И вправду я понятия не имел, что значат эти слова. В городе есть трущобы…
Новая улица, проложенная к шести домам Корпорации, не выводила на какую-нибудь другую улицу, а заканчивалась тупиком, не доходя первого дома. Туда сделали поворот с нашей улицы, прямо возле доннеллиевского поля, но улицы хватило всего на несколько футов. Наше футбольное поле, всего с одними воротами, располагалось на пустыре между двух дорог. Другие ворота обозначались двумя свитерами, лежащими друг напротив друга. Обычно игра шла в одни ворота по системе «три-и-меняться». Забить
— Твой дядька распорядитель в команде, вот ты и играешь…
— Никакой он не распорядитель, — отбрёхивался Лайам.
— Чем докажешь?
— А он ничем не распоряжается, только смотрит.
У Эйдана была синяя футболка с настоящим вышитым номером: 11.

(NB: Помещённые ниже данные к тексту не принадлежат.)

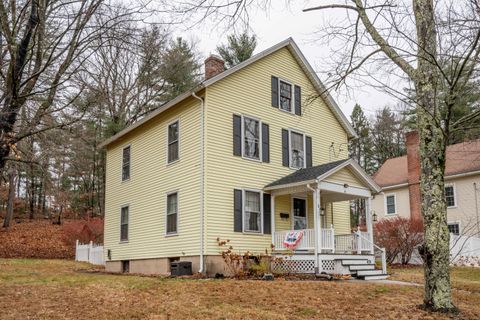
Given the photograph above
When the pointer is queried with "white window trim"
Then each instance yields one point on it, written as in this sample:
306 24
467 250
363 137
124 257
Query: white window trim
290 148
172 234
394 201
260 141
292 111
454 195
259 191
129 165
178 140
459 226
128 223
306 209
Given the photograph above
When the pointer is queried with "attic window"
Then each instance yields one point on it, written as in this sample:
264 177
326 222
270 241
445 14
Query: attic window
285 96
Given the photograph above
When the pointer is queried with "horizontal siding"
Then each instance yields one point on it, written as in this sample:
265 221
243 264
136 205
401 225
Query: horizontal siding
248 92
151 179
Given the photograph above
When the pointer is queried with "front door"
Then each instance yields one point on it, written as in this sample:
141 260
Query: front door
299 214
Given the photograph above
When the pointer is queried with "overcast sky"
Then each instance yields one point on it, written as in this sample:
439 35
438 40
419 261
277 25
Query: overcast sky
278 25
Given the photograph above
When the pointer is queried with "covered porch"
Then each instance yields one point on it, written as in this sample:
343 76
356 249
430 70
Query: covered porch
316 202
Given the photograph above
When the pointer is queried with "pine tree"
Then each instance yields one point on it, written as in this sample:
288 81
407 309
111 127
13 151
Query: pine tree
238 48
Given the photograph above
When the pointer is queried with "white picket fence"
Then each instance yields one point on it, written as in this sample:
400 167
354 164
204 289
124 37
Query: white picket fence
90 252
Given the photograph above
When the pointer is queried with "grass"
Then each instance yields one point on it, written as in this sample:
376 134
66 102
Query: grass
59 289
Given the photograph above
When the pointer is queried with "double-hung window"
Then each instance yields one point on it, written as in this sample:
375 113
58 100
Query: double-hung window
173 134
251 137
390 204
450 196
126 163
172 213
252 212
454 228
124 217
286 95
297 150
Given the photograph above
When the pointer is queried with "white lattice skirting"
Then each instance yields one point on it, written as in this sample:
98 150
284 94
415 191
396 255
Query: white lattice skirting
294 266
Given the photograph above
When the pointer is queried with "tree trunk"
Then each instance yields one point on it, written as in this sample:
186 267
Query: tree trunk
435 250
11 198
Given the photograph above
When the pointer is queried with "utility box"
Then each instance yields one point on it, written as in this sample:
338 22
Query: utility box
181 268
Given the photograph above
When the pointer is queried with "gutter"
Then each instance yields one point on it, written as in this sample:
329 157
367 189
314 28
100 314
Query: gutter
202 179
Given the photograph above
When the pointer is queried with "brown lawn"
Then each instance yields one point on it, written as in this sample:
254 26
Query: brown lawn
59 289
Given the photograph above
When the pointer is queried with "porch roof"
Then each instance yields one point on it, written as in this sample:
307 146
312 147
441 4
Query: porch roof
318 173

— Я нападающий, — гордился он.
— Ну и нападающий, ну и что?
Ух футболочка. Плотная, настоящий джерси. Эйдан её не заправлял. Майка из-под неё не просвечивала.
Вратарь из него тоже получался гениальный.

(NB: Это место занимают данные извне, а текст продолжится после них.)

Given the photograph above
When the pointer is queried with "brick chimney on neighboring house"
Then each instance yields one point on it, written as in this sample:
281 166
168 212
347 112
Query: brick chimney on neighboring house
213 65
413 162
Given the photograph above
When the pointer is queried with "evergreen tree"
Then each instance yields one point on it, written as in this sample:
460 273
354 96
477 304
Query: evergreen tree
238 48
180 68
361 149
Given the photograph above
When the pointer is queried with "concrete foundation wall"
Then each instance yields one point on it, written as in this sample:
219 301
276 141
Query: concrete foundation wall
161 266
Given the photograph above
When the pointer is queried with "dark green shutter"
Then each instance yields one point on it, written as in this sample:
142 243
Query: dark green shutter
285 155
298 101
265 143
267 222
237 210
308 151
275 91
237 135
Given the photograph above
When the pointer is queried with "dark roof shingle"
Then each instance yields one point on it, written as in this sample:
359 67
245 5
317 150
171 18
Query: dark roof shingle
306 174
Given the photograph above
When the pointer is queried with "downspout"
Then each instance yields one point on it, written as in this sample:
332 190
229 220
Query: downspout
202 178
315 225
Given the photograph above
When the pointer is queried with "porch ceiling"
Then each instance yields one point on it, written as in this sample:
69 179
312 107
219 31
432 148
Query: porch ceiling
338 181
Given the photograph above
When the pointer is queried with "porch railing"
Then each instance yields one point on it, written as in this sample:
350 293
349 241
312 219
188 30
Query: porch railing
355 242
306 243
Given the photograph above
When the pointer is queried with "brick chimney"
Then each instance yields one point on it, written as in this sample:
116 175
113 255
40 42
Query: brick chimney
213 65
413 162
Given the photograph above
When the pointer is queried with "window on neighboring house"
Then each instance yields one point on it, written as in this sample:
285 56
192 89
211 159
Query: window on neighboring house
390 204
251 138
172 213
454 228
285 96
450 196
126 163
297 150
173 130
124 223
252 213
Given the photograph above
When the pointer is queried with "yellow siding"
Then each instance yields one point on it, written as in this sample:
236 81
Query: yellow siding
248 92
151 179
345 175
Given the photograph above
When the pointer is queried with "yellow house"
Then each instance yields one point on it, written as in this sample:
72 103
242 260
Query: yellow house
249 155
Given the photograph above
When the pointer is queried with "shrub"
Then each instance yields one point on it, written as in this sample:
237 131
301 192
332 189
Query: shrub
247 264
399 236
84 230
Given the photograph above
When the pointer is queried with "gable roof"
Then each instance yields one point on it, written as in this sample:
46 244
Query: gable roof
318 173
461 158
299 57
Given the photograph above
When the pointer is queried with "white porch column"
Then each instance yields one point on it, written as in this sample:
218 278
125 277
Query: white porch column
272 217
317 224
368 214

Игра пятеро на пятеро никогда не заканчивалась. Вернее, победа оказывалась всегда за теми, кто защищал ворота из двух свитеров, и вот почему:
— Чарлтон Бесту… Го-о-ол!
— Какой гол?! Над свитером пролетело, значит, штанга!
— Нет, между штангами… то есть свитерами.
— Ага; дуплет.
— Ни фига.
— Нет, фига.
— Тогда я не играю.
— На здоровье, не играй.
Случалось, мы играли во время школьного завтрака. Однажды я, уже забив два гола, нарочно пнул мяч едва-едва, чтобы Иэн Макэвой уж всяко не пропустил. А он в это время отвернулся положить свой дурацкий бутерброд на свитер, и мяч проскакал мимо него. Третий гол, становись на ворота вместо этого горе-вратаря.
— Ты нарочно, — толкнул я Иэна Макэвоя.
— Не нарочно, ты, кретин, — дал он мне сдачи.
— В воротах стоять надоело.
Толкать его в ответ не хотелось. Лучше пну.
— Ты нарочно пропустил, поиграть захотелось, а я с поля долой, значит?
— Ни фига.
— Шевелиться потому что надо! Мяч ловить, а не хитрить!
— Я буду за вратаря.
Это сказал парнишка из домов Корпорации, который стоял за воротами, сделанными из свитеров.
— Нет, я! — закричал я.
Он был младше и ниже меня. Настолько ниже, что ни в жизнь меня не уделает, пусть хоть на боксера выучится. Так что я вытолкал его из ворот.
— Это наше поле.
Здорово я его толкнул. Парнишка обалдел и чуть не упал, заскользил по сырой траве. Скажу не совру: он не знал, уйти ему или остаться. Спиной повернуться боялся, драться тоже трусил: вдруг я наброшусь и разорву его на клочки. А не драться было нельзя. Ведь я его толкнул: или давай сдачи, или трус и цыплак.
— Это наше поле, — повторил я и прописал ему пенделя.